Imagine desembrulhar uma múmia de 3.500 anos e encontrar, ainda intactos, cabelos naturais, cacheados e negros. Esse é o caso de Maiherpri, um nobre da 18ª Dinastia egípcia, cujos restos surpreendentemente preservados desafiam percepções antigas sobre a identidade racial dos egípcios.

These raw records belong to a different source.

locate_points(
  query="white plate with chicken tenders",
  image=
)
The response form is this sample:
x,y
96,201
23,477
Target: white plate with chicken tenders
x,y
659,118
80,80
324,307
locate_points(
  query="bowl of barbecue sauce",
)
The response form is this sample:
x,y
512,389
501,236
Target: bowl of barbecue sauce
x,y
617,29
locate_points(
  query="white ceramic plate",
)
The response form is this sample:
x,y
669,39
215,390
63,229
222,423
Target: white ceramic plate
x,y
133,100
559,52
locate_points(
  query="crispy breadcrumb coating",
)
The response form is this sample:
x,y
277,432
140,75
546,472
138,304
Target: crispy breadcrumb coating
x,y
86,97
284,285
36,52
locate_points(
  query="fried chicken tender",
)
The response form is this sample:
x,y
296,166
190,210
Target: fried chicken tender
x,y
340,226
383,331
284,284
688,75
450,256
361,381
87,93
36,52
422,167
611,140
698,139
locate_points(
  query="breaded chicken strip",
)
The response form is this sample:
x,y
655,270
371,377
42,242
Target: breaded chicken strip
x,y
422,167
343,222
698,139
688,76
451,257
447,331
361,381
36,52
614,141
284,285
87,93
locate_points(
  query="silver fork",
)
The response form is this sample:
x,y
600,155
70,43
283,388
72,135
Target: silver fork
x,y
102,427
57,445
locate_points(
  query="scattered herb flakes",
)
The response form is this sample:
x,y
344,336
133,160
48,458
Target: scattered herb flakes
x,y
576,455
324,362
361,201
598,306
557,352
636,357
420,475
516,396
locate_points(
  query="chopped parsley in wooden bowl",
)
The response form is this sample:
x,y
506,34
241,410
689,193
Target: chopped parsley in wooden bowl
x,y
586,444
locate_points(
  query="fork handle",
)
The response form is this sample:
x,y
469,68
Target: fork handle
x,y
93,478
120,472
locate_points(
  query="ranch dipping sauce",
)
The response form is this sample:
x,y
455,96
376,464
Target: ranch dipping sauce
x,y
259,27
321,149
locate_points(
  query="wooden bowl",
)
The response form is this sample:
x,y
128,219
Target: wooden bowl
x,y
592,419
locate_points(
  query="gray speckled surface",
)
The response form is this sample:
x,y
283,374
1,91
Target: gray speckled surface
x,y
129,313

Enterrado no Vale dos Reis, Maiherpri exibe não apenas pele escura, mas também cabelos crespos — características que indicam uma possível origem núbia. No seu Livro dos Mortos, ele é retratado com pele negra, em contraste com os tons marrom-avermelhados típicos da arte egípcia. Isso sugere que pessoas que hoje seriam classificadas como negras ocupavam posições de prestígio no Egito Antigo.
Embora estudos genéticos em múmias do norte do Egito apontem maior proximidade com populações do Oriente Próximo, essas análises não representam toda a diversidade do Egito, especialmente regiões como Núbia. Figuras como a rainha Ahmose-Nefertari e a dama Rai também foram retratadas com pele escura — e suas múmias confirmam essas representações.
O próprio nome “Kemet”, usado pelos egípcios para se referir à sua terra, significa “terra negra” — alusão ao solo fértil, mas que muitos interpretam também como referência ao povo.
Ainda assim, representações modernas — especialmente em Hollywood — ignoram essa diversidade, frequentemente retratando egípcios como brancos, o que alimenta distorções históricas. A múmia de Maiherpri é uma prova viva da pluralidade do Egito Antigo e da importância de reconhecermos essa herança africana.